Crimson Peak, a Guillermo del Toro Gothic Romance in High Bloody Style
"Beware of Crimson Peak!" So goes the warning hissed by one of the skeletal, agitated ghosts appearing in the movie of the same title. It isn’t bad advice. Not that I’m saying you should avoid
Crimson Peak the new film from Guillermo del Toro, modern cinema’s No. 1 genre geek. On the contrary: If you know what you’re getting into and you’re in the mood for blood, velvet and a director’s sincere commitment to excess, then this might be just the ticket.

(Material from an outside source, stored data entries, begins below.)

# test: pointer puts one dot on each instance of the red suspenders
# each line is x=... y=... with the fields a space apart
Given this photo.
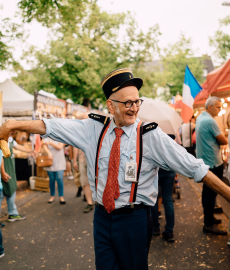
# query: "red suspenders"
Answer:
x=139 y=154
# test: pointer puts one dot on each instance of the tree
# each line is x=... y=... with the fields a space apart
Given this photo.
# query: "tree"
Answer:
x=174 y=60
x=85 y=45
x=221 y=40
x=9 y=32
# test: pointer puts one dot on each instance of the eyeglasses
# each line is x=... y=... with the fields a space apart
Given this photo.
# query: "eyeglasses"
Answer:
x=129 y=103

In spite of the aforementioned ghosts,
Crimson Peak isn’t really a horror film. The supernaturalism is, as it were, a red herring, and a chance for Mr. del Toro to indulge in some creepy effects and easy shocks. The specters are visible to Edith Cushing (Mia Wasikowska), a sensible young woman coming of age in Buffalo around the turn of the 20th century. She is periodically visited by the inky, anxious wraith of her dead mother, and she incorporates ghosts into a novel she’s writing. But otherwise her life seems to obey the conventions of late-Victorian realist fiction. “They’re really metaphors,” she explains of the apparitions in her book, and while Mr. del Toro’s are a bit more literal, they are also secondary to the main story.

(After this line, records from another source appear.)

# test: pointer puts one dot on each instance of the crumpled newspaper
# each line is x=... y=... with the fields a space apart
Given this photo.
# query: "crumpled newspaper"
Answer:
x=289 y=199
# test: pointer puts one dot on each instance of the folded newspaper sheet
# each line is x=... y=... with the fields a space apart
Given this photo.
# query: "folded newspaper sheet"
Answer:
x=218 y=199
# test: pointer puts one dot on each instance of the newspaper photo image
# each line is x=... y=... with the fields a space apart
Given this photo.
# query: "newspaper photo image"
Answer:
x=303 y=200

Which might be described as a Henry James tale filtered through the lurid sensibilities of the Italian giallo maestro Mario Bava. Characters are swathed in rich dark cloth — except for Edith’s blazing yellow frocks — and lighted by candelabras. Wind howls, blood seems to ooze down walls and up from beneath floorboards, and coherence is sacrificed to sensation. Like one of James’s heroines, Edith, who lives with her doting industrialist father (Jim Beaver), is seduced by a penniless aristocrat — an English baronet who has come to Buffalo with his weird sister in search of venture capital and an innocent bride. Edith has another suitor, a bland ophthalmologist named Alan McMichael (Charlie Hunnam), but he is no match for Thomas Sharpe (Tom Hiddleston), who whisks her off to his ancestral estate, a crumbling pile that is sometimes referred to as (cue sinister music) Crimson Peak. (I thought it was going to turn out to be a brand of high-performance cinnamon sports gum, but that’s because I live in the cynical, seen-it-all, brand-conscious world that Mr. del Toro longs to escape.)

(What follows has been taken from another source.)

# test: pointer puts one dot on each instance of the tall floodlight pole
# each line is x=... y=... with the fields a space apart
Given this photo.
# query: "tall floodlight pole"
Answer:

The Sharpe mansion sits on a clay mine that leaches lurid red goo into the pipes, the courtyard and the basement. The walls are festooned with fluttering moths, reminders of Mr. del Toro’s career-long preoccupation with insects of various sizes and dispositions. But the scariest thing in the house is not the crimson tide or the pre-modern plumbing, not the bugs or the screeching ghosts or the howling wind. It is Jessica Chastain, her hair as black as a raven’s wing, her eyes as mad as cracked marbles, her remarkable chin poised to trouble the sleep of the righteous.
Ms. Chastain plays Lucille Sharpe, Thomas’s sister, roommate and sharer of a Very Dark Secret. The nature of this secret is both hinted at and shrouded, but it does not take much of a sleuth to discern that some terrible things have happened in Crimson Peak. (Hence the warning issued by Edith’s ghostly mother.) Before Edith went off with Thomas — and before something else really awful happened — her father hired a private detective (Burn Gorman), who unearthed some alarming tidbits about the Sharpe siblings. Fearing the worst, Dr. McMichael sets out to rescue Edith, only to find …
But why spoil anything? Best to get lost in the tangle of the plot, to puzzle over loose ends and then wonder if this lush hothouse flower was really worth cultivating.
Crimson Peak works hard to supply the kind of gothic, romantic, creepy-erotic mood that is not quite the staple of popular culture that it used to be. Mr. del Toro overdoes it, as is his habit, overselling his own enthusiasm for the material in a way that compromises the audience’s delight. The film is too busy, and in some ways too gross, to sustain an effective atmosphere of dread. It tumbles into pastiche just when it should be swooning and sighing with earnest emotion.